= Christian Faith Recordings =

Defunct American record label

Christian Faith Recordings 78rpm label, by the Dooley Family singing "It's Your Life"

Christian Faith Recordings was an American record label based in California that specialized in mainstream Christian music in the 1950s and 1960s. It was one of the most significant producers of Christian music in the United States during that time.

==History==
The Christian Faith label was produced by Alma Records, Inc., founded and owned by Hugh Edwards and his wife beginning approximately in 1953 with a Los Angeles address. The company had begun marketing releases by February 1954. Christian Faith changed their address to Reseda in 1957. Sometime later they relocated to the Northridge neighborhood, but continued to use old label stock indicating the previous address.

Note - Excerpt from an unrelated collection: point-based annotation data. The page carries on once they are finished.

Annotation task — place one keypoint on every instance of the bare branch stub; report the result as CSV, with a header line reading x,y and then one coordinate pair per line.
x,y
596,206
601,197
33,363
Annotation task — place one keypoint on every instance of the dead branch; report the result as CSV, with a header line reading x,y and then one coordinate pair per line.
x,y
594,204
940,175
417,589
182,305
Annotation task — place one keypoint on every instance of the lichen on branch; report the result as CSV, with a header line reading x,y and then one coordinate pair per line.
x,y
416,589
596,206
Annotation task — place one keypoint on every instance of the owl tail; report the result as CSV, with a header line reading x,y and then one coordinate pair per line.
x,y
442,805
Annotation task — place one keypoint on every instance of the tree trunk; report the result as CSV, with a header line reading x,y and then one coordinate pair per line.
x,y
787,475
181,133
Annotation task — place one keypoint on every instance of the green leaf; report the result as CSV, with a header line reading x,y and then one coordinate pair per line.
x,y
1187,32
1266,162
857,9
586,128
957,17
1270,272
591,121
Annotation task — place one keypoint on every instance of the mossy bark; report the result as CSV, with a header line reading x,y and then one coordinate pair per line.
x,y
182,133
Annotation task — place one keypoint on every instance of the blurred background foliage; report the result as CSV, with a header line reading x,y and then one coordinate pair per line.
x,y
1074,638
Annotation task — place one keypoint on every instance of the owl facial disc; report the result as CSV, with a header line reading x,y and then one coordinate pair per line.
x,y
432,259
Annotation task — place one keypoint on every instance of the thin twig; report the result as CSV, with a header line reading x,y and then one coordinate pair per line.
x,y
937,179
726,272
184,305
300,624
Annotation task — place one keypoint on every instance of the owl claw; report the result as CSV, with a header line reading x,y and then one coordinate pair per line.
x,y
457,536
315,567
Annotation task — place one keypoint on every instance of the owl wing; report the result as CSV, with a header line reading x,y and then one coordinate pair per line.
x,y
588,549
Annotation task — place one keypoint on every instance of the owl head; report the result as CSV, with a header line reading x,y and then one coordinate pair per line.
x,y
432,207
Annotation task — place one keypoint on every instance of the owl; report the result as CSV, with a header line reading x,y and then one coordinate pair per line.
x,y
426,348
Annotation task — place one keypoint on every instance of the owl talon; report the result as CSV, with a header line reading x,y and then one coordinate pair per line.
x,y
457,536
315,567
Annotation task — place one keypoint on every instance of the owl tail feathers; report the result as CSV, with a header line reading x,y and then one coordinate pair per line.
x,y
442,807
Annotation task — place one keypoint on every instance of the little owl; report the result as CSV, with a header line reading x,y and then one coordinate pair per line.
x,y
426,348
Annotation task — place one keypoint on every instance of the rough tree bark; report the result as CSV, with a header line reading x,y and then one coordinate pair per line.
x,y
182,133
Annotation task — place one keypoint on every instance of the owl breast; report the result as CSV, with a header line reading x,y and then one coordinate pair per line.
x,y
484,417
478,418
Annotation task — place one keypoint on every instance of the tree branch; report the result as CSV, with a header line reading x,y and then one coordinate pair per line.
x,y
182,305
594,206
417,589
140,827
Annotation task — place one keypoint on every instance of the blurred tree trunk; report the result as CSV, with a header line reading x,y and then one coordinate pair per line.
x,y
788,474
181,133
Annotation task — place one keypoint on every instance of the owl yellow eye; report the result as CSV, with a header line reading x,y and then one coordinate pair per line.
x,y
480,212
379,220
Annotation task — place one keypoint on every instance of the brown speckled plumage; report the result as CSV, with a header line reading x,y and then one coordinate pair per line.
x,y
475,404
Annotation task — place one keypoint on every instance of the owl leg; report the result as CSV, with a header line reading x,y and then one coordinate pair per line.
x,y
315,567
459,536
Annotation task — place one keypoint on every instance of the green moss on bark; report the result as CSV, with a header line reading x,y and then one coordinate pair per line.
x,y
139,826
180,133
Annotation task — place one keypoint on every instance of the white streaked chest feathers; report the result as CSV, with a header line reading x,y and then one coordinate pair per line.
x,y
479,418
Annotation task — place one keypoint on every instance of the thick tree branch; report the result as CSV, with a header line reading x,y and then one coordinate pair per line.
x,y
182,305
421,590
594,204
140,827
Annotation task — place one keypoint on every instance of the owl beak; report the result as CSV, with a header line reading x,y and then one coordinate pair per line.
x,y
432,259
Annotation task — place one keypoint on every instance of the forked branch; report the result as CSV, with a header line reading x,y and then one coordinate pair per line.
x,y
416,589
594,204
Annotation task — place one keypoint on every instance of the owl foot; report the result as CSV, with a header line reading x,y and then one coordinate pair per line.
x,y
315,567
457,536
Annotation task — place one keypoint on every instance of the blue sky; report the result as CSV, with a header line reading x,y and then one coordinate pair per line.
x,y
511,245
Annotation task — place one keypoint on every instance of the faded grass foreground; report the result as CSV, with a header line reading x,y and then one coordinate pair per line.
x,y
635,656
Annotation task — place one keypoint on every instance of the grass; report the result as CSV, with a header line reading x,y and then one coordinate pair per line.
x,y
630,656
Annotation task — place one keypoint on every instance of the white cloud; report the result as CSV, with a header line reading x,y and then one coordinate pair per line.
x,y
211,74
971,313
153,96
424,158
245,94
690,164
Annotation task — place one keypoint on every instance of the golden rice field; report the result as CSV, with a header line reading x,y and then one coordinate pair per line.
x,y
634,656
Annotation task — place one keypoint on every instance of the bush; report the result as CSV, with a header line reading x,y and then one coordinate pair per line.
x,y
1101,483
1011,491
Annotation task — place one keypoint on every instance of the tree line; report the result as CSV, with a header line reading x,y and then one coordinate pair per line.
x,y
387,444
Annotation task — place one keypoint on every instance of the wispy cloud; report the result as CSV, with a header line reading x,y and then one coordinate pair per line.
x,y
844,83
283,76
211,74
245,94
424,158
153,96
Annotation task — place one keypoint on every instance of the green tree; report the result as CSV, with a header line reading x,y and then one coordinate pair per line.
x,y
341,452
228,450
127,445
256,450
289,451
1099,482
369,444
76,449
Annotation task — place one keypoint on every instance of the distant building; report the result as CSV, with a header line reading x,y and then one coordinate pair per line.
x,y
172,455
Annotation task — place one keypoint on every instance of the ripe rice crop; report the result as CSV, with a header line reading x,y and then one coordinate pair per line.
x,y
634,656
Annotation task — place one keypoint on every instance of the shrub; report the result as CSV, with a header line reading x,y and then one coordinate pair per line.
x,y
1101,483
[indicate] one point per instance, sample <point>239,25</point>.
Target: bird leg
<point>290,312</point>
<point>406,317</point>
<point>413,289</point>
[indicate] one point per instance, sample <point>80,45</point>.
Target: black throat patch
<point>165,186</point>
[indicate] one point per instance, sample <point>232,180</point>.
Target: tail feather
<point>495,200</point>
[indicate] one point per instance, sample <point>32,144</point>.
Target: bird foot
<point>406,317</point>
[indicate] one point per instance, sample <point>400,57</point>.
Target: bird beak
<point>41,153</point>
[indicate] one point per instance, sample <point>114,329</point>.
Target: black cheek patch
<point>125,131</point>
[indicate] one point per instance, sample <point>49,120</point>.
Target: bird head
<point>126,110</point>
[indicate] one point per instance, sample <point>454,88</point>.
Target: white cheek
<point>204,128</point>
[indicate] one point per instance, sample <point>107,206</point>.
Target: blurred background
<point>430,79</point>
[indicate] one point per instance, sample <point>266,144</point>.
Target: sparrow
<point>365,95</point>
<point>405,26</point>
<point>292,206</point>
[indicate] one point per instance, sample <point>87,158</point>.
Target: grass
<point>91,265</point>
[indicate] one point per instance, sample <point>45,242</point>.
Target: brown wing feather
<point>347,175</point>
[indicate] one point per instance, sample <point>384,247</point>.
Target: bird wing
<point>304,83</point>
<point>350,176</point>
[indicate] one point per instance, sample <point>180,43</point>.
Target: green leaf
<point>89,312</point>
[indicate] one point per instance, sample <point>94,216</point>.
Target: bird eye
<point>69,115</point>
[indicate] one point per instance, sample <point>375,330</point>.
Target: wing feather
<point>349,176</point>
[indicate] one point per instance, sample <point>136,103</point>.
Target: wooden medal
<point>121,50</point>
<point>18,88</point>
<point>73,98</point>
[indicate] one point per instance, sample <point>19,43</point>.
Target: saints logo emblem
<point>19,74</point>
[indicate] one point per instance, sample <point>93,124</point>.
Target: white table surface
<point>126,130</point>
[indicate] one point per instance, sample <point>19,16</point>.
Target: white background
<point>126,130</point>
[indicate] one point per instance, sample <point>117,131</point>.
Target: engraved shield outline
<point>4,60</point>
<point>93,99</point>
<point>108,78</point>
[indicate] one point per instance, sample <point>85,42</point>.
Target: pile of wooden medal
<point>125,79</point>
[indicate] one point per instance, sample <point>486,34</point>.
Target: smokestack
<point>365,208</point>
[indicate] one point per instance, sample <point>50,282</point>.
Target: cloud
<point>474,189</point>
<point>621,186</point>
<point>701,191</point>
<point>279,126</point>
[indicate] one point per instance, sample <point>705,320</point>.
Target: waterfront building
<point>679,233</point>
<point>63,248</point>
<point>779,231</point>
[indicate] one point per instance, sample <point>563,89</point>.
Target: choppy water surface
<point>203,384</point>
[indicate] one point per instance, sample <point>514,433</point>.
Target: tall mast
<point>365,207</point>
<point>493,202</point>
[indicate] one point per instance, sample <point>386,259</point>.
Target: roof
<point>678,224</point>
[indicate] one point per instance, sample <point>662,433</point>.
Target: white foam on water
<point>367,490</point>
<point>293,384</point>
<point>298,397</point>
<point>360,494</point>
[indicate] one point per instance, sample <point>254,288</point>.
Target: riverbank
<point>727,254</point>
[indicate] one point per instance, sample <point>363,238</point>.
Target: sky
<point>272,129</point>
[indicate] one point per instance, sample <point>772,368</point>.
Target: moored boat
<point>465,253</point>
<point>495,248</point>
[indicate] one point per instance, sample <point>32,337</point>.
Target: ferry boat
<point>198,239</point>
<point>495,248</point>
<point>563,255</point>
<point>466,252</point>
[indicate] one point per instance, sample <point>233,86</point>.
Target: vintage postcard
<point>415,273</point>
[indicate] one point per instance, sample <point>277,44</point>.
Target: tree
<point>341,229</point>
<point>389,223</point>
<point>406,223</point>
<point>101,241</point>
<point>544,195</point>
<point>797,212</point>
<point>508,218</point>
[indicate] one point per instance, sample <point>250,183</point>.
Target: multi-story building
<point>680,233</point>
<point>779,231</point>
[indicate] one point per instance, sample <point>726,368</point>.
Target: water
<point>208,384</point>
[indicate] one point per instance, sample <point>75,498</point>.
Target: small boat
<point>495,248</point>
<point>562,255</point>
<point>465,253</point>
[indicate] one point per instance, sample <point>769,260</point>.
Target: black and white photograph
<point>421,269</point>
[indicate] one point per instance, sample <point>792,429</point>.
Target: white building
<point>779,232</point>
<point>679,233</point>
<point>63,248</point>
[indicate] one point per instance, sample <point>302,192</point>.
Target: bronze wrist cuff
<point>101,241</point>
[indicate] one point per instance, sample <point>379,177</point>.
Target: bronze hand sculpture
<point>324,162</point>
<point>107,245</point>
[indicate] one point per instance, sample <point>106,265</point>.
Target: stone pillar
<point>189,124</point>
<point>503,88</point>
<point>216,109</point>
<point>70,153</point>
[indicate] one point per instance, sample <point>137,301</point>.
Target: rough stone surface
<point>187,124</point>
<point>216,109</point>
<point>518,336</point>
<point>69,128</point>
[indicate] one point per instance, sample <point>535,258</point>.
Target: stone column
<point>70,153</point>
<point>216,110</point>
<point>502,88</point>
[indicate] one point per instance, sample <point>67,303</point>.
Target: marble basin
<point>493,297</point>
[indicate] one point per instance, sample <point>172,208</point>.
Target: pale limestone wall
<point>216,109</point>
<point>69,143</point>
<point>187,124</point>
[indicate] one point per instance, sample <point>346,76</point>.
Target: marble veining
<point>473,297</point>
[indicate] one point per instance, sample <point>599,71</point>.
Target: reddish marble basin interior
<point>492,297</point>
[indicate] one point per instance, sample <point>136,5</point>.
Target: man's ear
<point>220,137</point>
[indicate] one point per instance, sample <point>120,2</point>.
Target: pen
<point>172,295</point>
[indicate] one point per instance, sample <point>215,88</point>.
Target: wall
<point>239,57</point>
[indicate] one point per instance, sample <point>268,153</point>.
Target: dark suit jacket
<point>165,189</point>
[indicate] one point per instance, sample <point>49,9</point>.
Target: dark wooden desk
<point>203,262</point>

Christian Faith used a convoluted system for the album catalog numbers, intended to give the impression that their output was significantly greater than fact, to the confusion of discographers. However, by 1961 there were more than 100 albums in the label's then-current offerings. Christian Faith developed a marketing plan in which records were sent to dealers at less than the regular wholesale price if the dealer accepted automatic shipments of new releases, with the dealer retaining the right to send back unsold records for full refund. The label was distributed internationally by Pathway Press. The label was sold to Sing Recording Company in 1967.

==Repertoire==
Christian Faith specialized in "sacred" music, both instrumental and vocal, as well as Country and Western, gospel, children's and Christmas music. Dramatic readings were also released. The label also marketed a line of Spanish and Swedish language albums. Christian Faith's top-selling artist was Rudy Atwood, who represented the label at trade shows. Another prolific artist at Christian Faith was theatre organist Paul Carson, whose releases often had a custom label.

==Artists==
Prominent Christian artists who recorded for Christian Faith include:
- Rudy Atwood, pianist
- Ralph Carmichael
- Paul Carson, organist
- Redd Harper
- Haven of Rest Quartet
- Old Fashioned Revival Hour Quartet
- Millie Pace Trio
- Marcy Tigner
- Wesley Tuttle
- Lorin Whitney
- Fern Jones Album "The Joneses Sing"
- Ray Robles, Barítono, Álbum: Cantos de Alabanza, Pureza y Poder.